MICHAEL SALCMAN is an internationally known neurological surgeon, poet and art critic. Born in Pilsen, Czechoslovakia in 1946, the son of Holocaust survivors, he came to the United States in 1949 and started writing poetry while a student at Midwood High School in Brooklyn. He attended the Combined Program in Liberal Arts and Medical Education at Boston University where he received both the B.A. and M.D. in 1969, graduating first in his class. After a surgical internship, he was a Fellow in Neurophysiology at the National Institutes of Health from 1970 to 1972 and trained in neurological surgery at Columbia University’s Neurological Institute in New York (1972-1976). He joined the faculty at the University of Maryland School of Medicine in 1976 and served as chairman of neurosurgery from 1984 through 1991. Jon Franklin and Alan Doelp profiled Salcman’s early medical career in their book, Not Quite A Miracle (Doubleday, 1983). He was named a Distinguished Alumnus of Columbia’s Neurological Institute in 1985 and of Boston University’s School of Medicine in 2001. In 1991 he was elected President of the Congress of Neurological Surgeons. He is the author of almost 200 medical and scientific papers and the author or editor of six medical and scientific texts, most recently the two-volume 2nd edition of Kempe’s Operative Neurosurgery (Springer-Verlag, 2004). His medical books have been translated into Spanish, German, Portuguese and Chinese.
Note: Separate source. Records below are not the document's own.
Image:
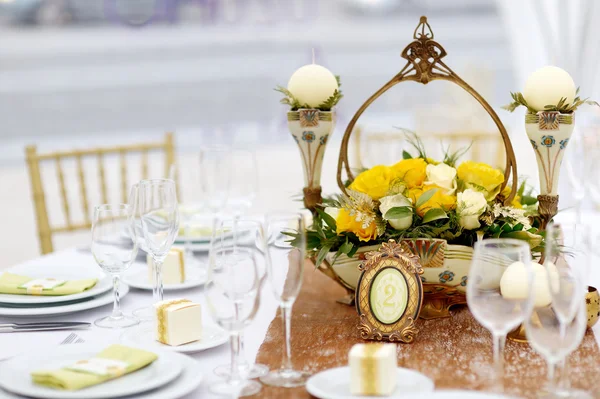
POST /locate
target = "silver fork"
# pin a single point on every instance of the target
(72, 339)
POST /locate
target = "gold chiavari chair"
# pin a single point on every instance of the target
(35, 161)
(373, 147)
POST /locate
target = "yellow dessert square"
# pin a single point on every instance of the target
(178, 322)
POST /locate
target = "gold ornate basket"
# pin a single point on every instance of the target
(424, 64)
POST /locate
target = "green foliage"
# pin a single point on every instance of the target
(295, 104)
(563, 106)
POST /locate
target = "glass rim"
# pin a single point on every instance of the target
(107, 207)
(155, 181)
(509, 243)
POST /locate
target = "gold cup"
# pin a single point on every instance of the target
(592, 303)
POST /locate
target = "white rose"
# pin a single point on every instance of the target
(443, 176)
(393, 201)
(470, 204)
(333, 212)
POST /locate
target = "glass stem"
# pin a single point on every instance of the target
(499, 341)
(235, 377)
(551, 385)
(157, 292)
(117, 314)
(563, 377)
(286, 316)
(242, 362)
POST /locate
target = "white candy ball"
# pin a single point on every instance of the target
(514, 283)
(547, 86)
(312, 84)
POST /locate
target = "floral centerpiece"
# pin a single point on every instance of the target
(420, 198)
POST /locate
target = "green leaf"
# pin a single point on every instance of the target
(426, 196)
(398, 212)
(352, 252)
(322, 253)
(434, 214)
(328, 219)
(346, 247)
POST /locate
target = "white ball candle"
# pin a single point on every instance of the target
(547, 86)
(514, 283)
(312, 85)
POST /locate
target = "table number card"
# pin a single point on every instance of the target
(389, 295)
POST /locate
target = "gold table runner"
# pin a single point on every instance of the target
(455, 352)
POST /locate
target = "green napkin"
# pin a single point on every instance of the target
(71, 380)
(10, 283)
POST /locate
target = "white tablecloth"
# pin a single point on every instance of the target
(15, 343)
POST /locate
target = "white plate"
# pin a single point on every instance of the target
(212, 336)
(188, 381)
(15, 373)
(457, 395)
(63, 307)
(104, 284)
(139, 279)
(335, 384)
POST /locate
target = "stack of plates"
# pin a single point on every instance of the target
(31, 306)
(171, 376)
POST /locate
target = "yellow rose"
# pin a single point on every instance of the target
(480, 177)
(516, 203)
(411, 171)
(438, 200)
(347, 223)
(374, 182)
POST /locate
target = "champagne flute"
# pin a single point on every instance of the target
(497, 313)
(160, 225)
(554, 338)
(232, 294)
(114, 256)
(567, 262)
(285, 269)
(250, 235)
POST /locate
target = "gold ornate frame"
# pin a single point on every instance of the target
(397, 256)
(424, 64)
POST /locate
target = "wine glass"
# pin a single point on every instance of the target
(285, 269)
(232, 294)
(554, 338)
(113, 255)
(498, 312)
(250, 235)
(160, 225)
(567, 261)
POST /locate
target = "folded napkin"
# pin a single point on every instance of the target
(22, 285)
(113, 362)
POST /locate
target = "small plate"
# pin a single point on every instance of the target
(335, 384)
(212, 336)
(188, 381)
(15, 373)
(47, 309)
(457, 395)
(104, 284)
(139, 279)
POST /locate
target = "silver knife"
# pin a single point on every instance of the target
(42, 326)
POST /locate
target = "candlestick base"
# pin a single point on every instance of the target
(548, 208)
(312, 198)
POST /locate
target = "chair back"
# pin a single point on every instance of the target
(97, 157)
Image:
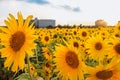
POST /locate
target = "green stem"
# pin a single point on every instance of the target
(29, 67)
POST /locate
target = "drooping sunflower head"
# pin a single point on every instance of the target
(68, 62)
(18, 39)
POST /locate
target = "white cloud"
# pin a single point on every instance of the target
(91, 10)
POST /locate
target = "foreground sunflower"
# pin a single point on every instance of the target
(18, 40)
(115, 47)
(68, 63)
(97, 47)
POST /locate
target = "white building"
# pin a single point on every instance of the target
(44, 22)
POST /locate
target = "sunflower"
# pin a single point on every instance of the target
(18, 40)
(84, 34)
(75, 43)
(97, 47)
(45, 39)
(115, 47)
(68, 63)
(109, 72)
(47, 53)
(117, 27)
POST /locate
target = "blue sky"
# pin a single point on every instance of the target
(70, 12)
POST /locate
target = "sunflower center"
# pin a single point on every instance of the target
(75, 32)
(46, 38)
(17, 41)
(84, 34)
(104, 74)
(98, 46)
(117, 48)
(76, 44)
(72, 59)
(47, 64)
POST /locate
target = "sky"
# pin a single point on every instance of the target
(70, 12)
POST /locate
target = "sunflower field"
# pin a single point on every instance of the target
(29, 53)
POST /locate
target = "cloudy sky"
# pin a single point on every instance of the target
(70, 12)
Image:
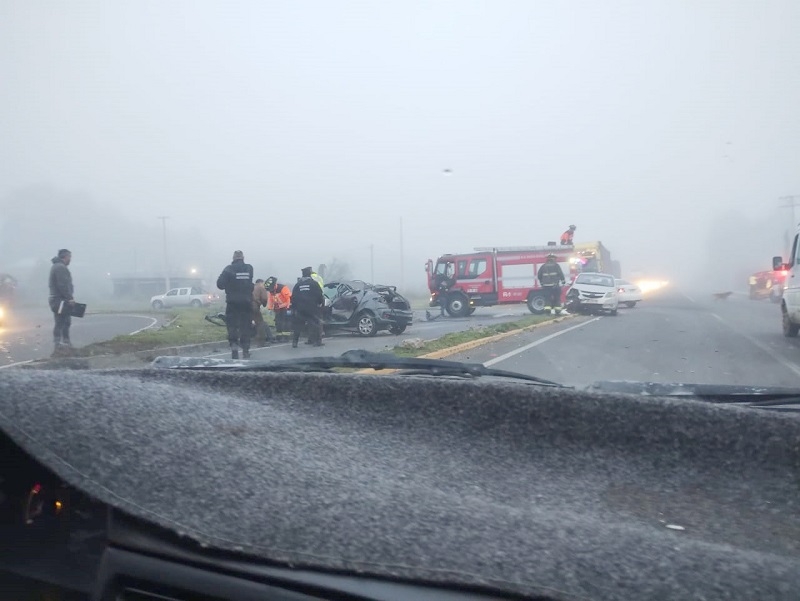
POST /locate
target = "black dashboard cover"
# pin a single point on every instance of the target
(536, 491)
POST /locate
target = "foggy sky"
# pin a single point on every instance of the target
(300, 131)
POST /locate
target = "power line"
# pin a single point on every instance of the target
(163, 219)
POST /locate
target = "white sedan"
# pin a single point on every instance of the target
(593, 292)
(627, 293)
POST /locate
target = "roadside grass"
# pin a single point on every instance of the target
(476, 333)
(177, 328)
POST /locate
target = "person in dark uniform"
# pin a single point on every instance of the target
(307, 303)
(237, 282)
(551, 277)
(61, 301)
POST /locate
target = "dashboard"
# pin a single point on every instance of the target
(58, 544)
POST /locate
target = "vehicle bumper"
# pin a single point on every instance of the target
(393, 317)
(598, 303)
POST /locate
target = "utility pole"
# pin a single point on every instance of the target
(166, 260)
(402, 258)
(371, 263)
(791, 201)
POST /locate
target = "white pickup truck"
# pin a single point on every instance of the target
(183, 297)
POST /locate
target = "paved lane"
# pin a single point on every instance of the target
(669, 338)
(28, 333)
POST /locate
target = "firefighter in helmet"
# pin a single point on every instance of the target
(566, 237)
(551, 277)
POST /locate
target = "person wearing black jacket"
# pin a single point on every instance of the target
(61, 300)
(237, 282)
(551, 277)
(307, 303)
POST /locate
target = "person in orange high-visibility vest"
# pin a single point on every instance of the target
(280, 299)
(566, 237)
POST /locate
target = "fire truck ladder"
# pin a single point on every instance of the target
(550, 248)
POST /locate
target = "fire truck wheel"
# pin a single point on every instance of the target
(536, 303)
(457, 305)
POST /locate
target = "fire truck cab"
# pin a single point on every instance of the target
(507, 275)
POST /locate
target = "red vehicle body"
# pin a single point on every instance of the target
(508, 275)
(768, 284)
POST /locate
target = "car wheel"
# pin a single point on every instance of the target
(367, 325)
(457, 305)
(536, 303)
(790, 329)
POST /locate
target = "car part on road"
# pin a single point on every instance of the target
(355, 359)
(367, 325)
(536, 303)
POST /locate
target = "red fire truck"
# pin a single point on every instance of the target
(507, 275)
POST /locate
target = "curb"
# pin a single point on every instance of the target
(466, 346)
(176, 350)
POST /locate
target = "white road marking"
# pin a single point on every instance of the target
(154, 322)
(535, 343)
(17, 363)
(787, 364)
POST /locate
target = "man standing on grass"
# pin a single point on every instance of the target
(237, 282)
(61, 300)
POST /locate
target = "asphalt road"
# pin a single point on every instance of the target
(671, 337)
(28, 333)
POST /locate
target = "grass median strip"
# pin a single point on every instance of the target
(480, 333)
(176, 328)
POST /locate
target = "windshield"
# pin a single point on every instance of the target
(595, 279)
(420, 161)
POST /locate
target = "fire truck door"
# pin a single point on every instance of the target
(475, 275)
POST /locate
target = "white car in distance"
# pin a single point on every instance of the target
(182, 297)
(595, 292)
(628, 294)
A past President of the Contemporary Museum in Baltimore, Salcman lectures widely on the relationship between the arts and sciences & the visual arts and the brain, at such institutions as The Cooper Union in New York, the Maryland Institute and College of Art in Baltimore, and the Walters Art Museum. Some of his lectures were seen on-line on The Knowledge Network of the New York Times and his essays on art and culture have appeared in such journals as J.A.M.A., Neurosurgery, Urbanite, Little Patuxent Review, World Neurosurgery, and Creative Non-Fiction. As Special Lecturer in the Osher Institute at Towson University he regularly teaches History of Modern and Contemporary Art from 1800 to the Present at Towson University, the Art Seminars Group, and the Osher Institute at Johns Hopkins.
Salcman has been writing poetry for almost fifty years. His earliest poems, some of which appeared in Bitterroot, date from 1963 through 1977. After a ten-year hiatus, he began to write again. The new poems have been widely published in such journals as Alaska Quarterly Review, Barrow Street, Harvard Review, Hopkins Review, The Hudson Review, New Letters, New York Quarterly, Notre Dame Review, The Ontario Review, Poet Lore, and Raritan. His work has been nominated for six Pushcart Prizes and a Best of the Web Award, and his poems have appeared on Poetry Daily, Verse Daily and in several anthologies. They can be heard on NPR’s All Things Considered, on WYPR’s The Signal and on Maryland Morning, and in Lee Boot’s award-winning feature-length documentary about the brain and creativity, Euphoria (2008). In 2012, a suite of Salcman’s poems were set to music by noted Baltimore composer Lorraine Whittlesey.
Salcman has given readings at the Library of Congress and The National Academy of Sciences in Washington, The Academy of Medicine in Atlanta, the Writers Center in Bethesda, The Pratt Library in Baltimore, and The Bowery Poetry Club, The Cornelia Street Café and the Century Association in New York. He is a poetry editor at The Baltimore Review, consulting art editor for The Little Patuxent Review, and the series editor for CityLit’s Clarinda Harriss Poetry Prize. He is the author of four chapbooks, the most recent of which is Stones in Our Pockets (Parallel Press, University of Wisconsin, 2007). Poetry in Medicine, his anthology of classic and contemporary poems on doctors, patients, illness and healing, with a Foreword by poet Michael Collier, was published to wide acclaim (Persea Books, 2015). His poetry collections include The Clock Made of Confetti (Orchises Press, 2007), nominated for The Poet’s Prize in 2009, The Enemy of Good Is Better (Orchises, 2011), and A Prague Spring, Before & After (Evening Street Press, 2016), winner of the 2015 Sinclair Poetry Prize. He and his wife Ilene live in Baltimore with a demanding cat; they have two children who are presently out of the house and three remarkable grandchildren.